After his release from prison, Camargo allegedly went back to buying
guns in Tucson, and Celaya thinks it was for the cross-border trade.
A federal grand jury indicted Camargo in 1994 for lying on gun-
purchase forms on 10 occasions at Jensen's Custom Ammunition and the
Cash Box Jewelry and Pawn Co. At the two Tucson stores, Camargo
bought two .223-caliber rifles, a .22-caliber pistol, three 9 mm
pistols, five .22-caliber rifles, a 30-30 caliber rifle and an AK-47
rifle.
He allegedly lied on his firearms forms by not admitting to his
felony conviction for arms trafficking. An arrest warrant went out
for Camargo in 1994, but ATF agents didn't catch him until Dec. 3,
when they arrested him at a westside garage where he was working.
Camargo no longer possessed any of the weapons that he was indicted
for purchasing, Celaya said.
"Those made it to somewhere, and we believe Mexico," Celaya said.
Camargo, who is in Tucson's federal prison, declined an interview
request.
Carrying ammunition into Mexico without declaring it is also a crime.
In June, a friend asked Jeffrey J. McCarrie to take the friend's
truck into Mexico at Nogales and wait for him there, according to a
criminal complaint against McCarrie filed in Tucson's federal court.
McCarrie told police the friend told McCarrie not to ask what was in
the truck.

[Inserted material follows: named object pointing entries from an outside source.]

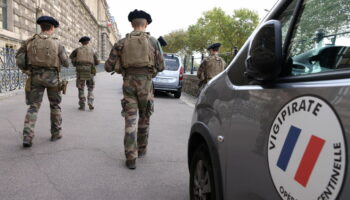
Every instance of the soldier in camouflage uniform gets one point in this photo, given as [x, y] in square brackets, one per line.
[41, 56]
[211, 65]
[85, 59]
[138, 57]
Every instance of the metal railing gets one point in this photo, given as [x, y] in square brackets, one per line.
[12, 78]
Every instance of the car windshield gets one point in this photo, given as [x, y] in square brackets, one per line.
[171, 63]
[322, 41]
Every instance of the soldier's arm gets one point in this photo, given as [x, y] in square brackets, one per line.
[223, 63]
[200, 72]
[96, 60]
[21, 57]
[73, 56]
[159, 64]
[114, 57]
[64, 60]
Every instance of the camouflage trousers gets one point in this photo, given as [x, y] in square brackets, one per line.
[138, 97]
[41, 80]
[81, 87]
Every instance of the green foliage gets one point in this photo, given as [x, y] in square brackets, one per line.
[323, 16]
[177, 42]
[214, 26]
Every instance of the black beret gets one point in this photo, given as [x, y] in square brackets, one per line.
[139, 14]
[84, 39]
[49, 20]
[215, 45]
[162, 41]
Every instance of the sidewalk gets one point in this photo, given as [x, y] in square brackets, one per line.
[88, 163]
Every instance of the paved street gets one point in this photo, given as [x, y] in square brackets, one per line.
[88, 163]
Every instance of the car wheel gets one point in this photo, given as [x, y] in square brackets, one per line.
[177, 94]
[202, 176]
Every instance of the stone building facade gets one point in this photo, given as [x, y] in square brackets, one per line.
[77, 18]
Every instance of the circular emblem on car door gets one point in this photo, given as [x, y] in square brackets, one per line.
[306, 150]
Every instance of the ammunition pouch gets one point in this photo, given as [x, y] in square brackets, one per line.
[62, 86]
[93, 70]
[123, 102]
[150, 108]
[28, 88]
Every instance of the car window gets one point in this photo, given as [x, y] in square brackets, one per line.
[172, 63]
[285, 18]
[321, 40]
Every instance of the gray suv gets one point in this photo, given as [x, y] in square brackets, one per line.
[276, 123]
[170, 80]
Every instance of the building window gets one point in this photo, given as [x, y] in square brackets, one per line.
[3, 14]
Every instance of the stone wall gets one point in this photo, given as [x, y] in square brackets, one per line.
[77, 18]
[190, 84]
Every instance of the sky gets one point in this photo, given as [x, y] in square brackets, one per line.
[168, 15]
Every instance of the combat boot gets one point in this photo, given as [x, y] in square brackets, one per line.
[55, 137]
[82, 107]
[131, 164]
[91, 107]
[142, 154]
[27, 142]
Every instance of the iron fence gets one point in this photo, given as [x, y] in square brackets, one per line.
[12, 78]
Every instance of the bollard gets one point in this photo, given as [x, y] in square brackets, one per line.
[192, 65]
[185, 63]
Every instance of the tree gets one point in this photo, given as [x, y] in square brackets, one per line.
[321, 19]
[177, 41]
[216, 26]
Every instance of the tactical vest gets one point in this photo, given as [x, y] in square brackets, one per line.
[42, 51]
[138, 51]
[85, 55]
[214, 66]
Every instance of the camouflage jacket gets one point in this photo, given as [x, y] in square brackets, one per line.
[73, 56]
[21, 55]
[208, 69]
[114, 60]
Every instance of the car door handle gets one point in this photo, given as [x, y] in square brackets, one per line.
[220, 138]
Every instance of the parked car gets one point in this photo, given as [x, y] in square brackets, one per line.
[170, 80]
[276, 123]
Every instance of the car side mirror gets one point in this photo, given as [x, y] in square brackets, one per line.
[264, 61]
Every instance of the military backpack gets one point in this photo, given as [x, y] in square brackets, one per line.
[42, 51]
[138, 51]
[85, 55]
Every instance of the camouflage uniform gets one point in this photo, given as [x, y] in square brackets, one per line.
[85, 75]
[138, 96]
[207, 71]
[41, 79]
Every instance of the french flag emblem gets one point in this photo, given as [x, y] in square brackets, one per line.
[309, 159]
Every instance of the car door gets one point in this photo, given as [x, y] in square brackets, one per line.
[288, 138]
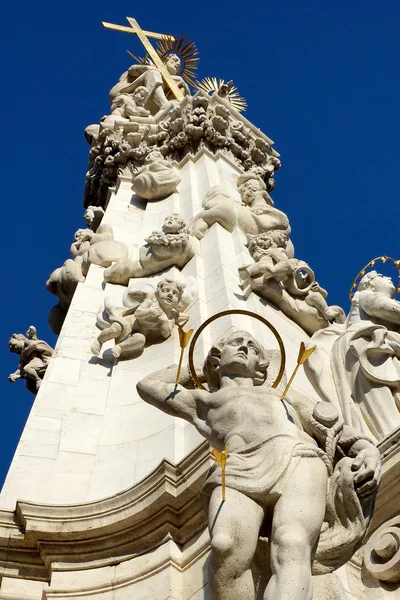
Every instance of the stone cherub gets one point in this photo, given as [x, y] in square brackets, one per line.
[156, 179]
[256, 213]
[125, 107]
[283, 458]
[173, 246]
[90, 246]
[149, 77]
[147, 316]
[288, 282]
[34, 357]
[358, 364]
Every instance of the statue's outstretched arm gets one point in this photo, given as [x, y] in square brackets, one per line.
[376, 305]
[367, 462]
[160, 390]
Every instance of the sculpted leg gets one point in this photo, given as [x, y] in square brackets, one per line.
[234, 527]
[110, 333]
[296, 526]
[130, 347]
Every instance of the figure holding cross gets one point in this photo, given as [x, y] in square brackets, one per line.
[160, 78]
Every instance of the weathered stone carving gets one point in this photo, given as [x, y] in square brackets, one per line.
[382, 552]
[96, 247]
[283, 457]
[147, 316]
[156, 179]
[148, 77]
[288, 282]
[255, 215]
[173, 246]
[93, 216]
[121, 142]
[62, 283]
[358, 365]
[126, 106]
[34, 357]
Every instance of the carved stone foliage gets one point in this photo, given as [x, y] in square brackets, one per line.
[90, 246]
[288, 282]
[382, 552]
[147, 315]
[295, 463]
[34, 357]
[357, 365]
[173, 246]
[179, 129]
[156, 179]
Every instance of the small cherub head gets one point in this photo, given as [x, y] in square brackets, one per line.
[93, 216]
[169, 294]
[378, 283]
[240, 355]
[153, 156]
[174, 224]
[80, 235]
[279, 238]
[17, 342]
[141, 95]
[259, 244]
[249, 186]
[173, 63]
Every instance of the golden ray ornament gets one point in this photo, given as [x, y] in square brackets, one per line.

When the friend didn't show up in Mexico after three
hours, McCarrie allegedly drove back into the United States. U.S.
Customs agents inspected the truck and found 10,000 rounds of
ammunition in a secret compartment along with 2 grams of
methamphetamine, an indictment says.
Federal prosecutors dropped a charge of attempting to export
ammunition in September when McCarrie pleaded guilty to possession of
methamphetamine. The terms of the plea agreement are sealed.